You can make the network smarter by using four neurons instead of two—just replace the line model.add(Dense(2, input_dim=2, activation='relu')) with model.add(Dense(4, input_dim=2, activation='relu')). With this change, the network trains successfully in about 60% of runs, and a network with six neurons trains on the first try about 90% of the time.

A neural network is fully determined by its numerical weights. Once the network is trained, you can save those parameters to disk and then reuse the trained model. We’ll be leveraging this extensively.

Digit Recognition with an MLP

Let’s consider a practical task that’s a classic for neural networks: digit recognition. We’ll use a multilayer perceptron—the same one we used for the XOR function. The inputs will be 28×28 pixel images. This size is chosen because there’s a ready-made dataset of handwritten digits, MNIST, which is stored in exactly this format.

For convenience, we’ll break the code into several functions. The first part is the model creation.

def mnist_make_model(image_w: int, image_h: int):
   # Neural network model
   model = Sequential()
   model.add(Dense(784, activation='relu', input_shape=(image_w*image_h,)))
   model.add(Dense(10, activation='softmax'))
   model.compile(loss='categorical_crossentropy', optimizer=RMSprop(), metrics=['accuracy'])
   return model

The network’s input will take image_w*image_h values — in our case, 28 × 28 = 784. The hidden layer has the same number of neurons: 784.

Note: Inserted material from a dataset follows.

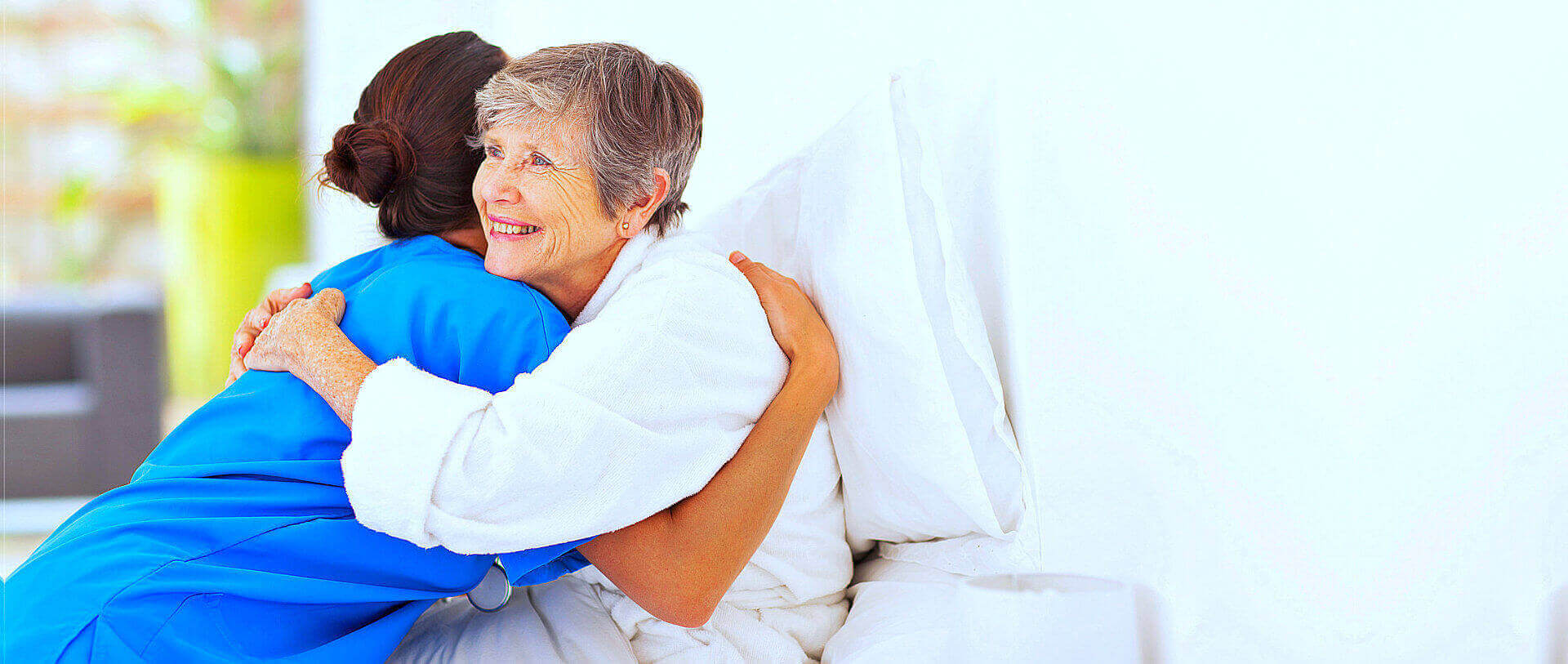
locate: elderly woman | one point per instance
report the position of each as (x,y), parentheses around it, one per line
(666,368)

There’s a quirk with digit recognition. As we saw in the previous example, a neural network’s output can fall in the 0–1 range, while we need to recognize digits 0 through 9. The solution is to build a network with ten outputs, where the output corresponding to the correct digit is set to 1.

The structure of a single neuron is so simple that you don’t even need a computer to use it. Recently, researchers implemented a neural network analogous to our own as a piece of glass—such a network requires no power and contains no electronic components at all.

Once the neural network is created, it needs to be trained. To start, download the MNIST dataset and convert the data into the format the model expects.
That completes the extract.